UNESCO World Heritage Sites in Australia and Pacific
Nan Madol is an amazing ruin city of man-made canals and 92 islets. It was deservedly enlisted as a World Heritage Site in 2016. The temples, tombs and walls were made from huge basalt pillars and boulders, which were stacked upon each other in a clever interlocking way, so mortar wasn't necessary. The construction started in the late-1100s and was the ceremonial and political seat for the royalty of Pohnpei until the mid-1600s. Today, there is only one islet, Nan Dowas, left with erected walls, the other islands have just carved stones scattered around. Nan Dowas has some of the biggest stones, weighing up to 50 tons, and holds also a royal tomb and tunnels. You can walk to the islet at low tide, else you have to wade across the canals or getting a boat tour from kolonia.
© Ruben Arnal
Jellyfish Lake is a true wonder of nature, and part of Palau's only World Heritage Site. As the name suggests, it's a lake filled with jellyfish. To add to the wonder, the lake is placed on a jungle covered tropical island in the most stunning azure blue sea. Since the jellyfish are harmless (only stings very very little), it's possible to swim with them in the lake. The Palau government want to protect the fragile Jellyfish Lake, so you need to join a tour (and get a permit) and there are restrictions, like no touching. However, the concentration of jellyfish can in some of areas of the lake be so dense, that the jellyfish gently bump into you. It's an expensive excursion (even more as it's usually combined with snorkeling or diving among Rock Islands), but totally worth it.
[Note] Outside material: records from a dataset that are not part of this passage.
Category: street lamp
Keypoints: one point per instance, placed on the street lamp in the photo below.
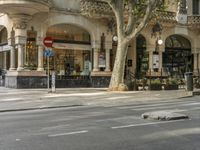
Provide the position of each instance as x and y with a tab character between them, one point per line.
156	32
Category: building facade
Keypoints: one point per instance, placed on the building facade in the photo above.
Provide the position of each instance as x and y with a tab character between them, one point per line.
84	43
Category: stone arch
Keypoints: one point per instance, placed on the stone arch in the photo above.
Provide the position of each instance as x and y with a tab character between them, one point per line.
79	21
177	57
3	34
141	56
190	39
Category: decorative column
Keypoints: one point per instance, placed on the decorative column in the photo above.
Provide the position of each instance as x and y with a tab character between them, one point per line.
107	60
108	47
150	61
20	57
161	49
11	43
20	24
12	58
40	54
5	60
95	59
199	63
195	69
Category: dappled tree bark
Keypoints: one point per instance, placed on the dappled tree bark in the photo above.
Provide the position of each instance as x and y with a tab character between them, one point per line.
131	17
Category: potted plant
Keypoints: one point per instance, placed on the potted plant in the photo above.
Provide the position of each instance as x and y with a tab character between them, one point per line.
171	84
155	84
133	85
197	82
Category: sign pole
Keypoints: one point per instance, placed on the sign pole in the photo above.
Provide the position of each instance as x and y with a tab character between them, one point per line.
48	73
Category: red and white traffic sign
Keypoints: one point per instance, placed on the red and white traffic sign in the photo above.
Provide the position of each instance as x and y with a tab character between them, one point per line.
48	41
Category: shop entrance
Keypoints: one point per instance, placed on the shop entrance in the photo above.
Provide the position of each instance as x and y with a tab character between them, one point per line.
142	57
72	55
177	58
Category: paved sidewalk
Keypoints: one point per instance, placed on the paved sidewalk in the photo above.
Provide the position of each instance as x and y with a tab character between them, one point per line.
30	99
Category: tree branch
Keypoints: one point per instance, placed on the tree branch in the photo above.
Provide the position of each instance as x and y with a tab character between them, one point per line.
151	5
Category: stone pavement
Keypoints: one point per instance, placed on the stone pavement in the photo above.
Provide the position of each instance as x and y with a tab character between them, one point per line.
30	99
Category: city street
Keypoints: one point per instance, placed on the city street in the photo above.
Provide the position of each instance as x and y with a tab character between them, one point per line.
102	127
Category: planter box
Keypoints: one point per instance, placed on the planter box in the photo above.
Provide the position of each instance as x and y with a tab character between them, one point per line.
132	86
155	87
171	87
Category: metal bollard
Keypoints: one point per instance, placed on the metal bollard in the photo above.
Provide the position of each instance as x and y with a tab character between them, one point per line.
189	81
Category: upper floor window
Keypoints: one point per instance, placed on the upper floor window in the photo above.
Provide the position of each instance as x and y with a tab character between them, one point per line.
195	7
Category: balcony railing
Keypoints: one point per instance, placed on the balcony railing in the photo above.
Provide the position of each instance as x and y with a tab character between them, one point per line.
167	16
95	8
47	2
194	20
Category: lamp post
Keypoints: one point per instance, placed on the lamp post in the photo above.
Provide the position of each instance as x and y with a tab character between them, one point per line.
156	33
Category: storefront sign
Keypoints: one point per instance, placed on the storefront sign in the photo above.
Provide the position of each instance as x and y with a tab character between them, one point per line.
155	61
48	41
53	82
102	60
5	48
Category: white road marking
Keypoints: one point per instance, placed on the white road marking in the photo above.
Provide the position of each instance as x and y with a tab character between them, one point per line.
154	105
145	124
69	133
Iconic Rock Islands consist of more than 400 uninhabited forested limestone islands, which shoots up like green mushrooms from a lagoon so rich in shades of blue, that no superlatives will do it justice. The equal colourful coral reefs below are healthy and home for an abundance of fish, sharks, rays, sea turtles, and even some dugongs. A visit to Rock Islands is normally done as a day-trip, which combines Jellyfish Lake with some snorkeling/diving, but Rock Islands' pristine beaches, sheer cliffs, and rocky arches can also be explored by kayak. Jellyfish Lake is often mentioned as Palau's only World Heritage Site, but the whole Southern lagoon of Rock Islands, including Jellyfish Lake, is actually enlisted as one big site.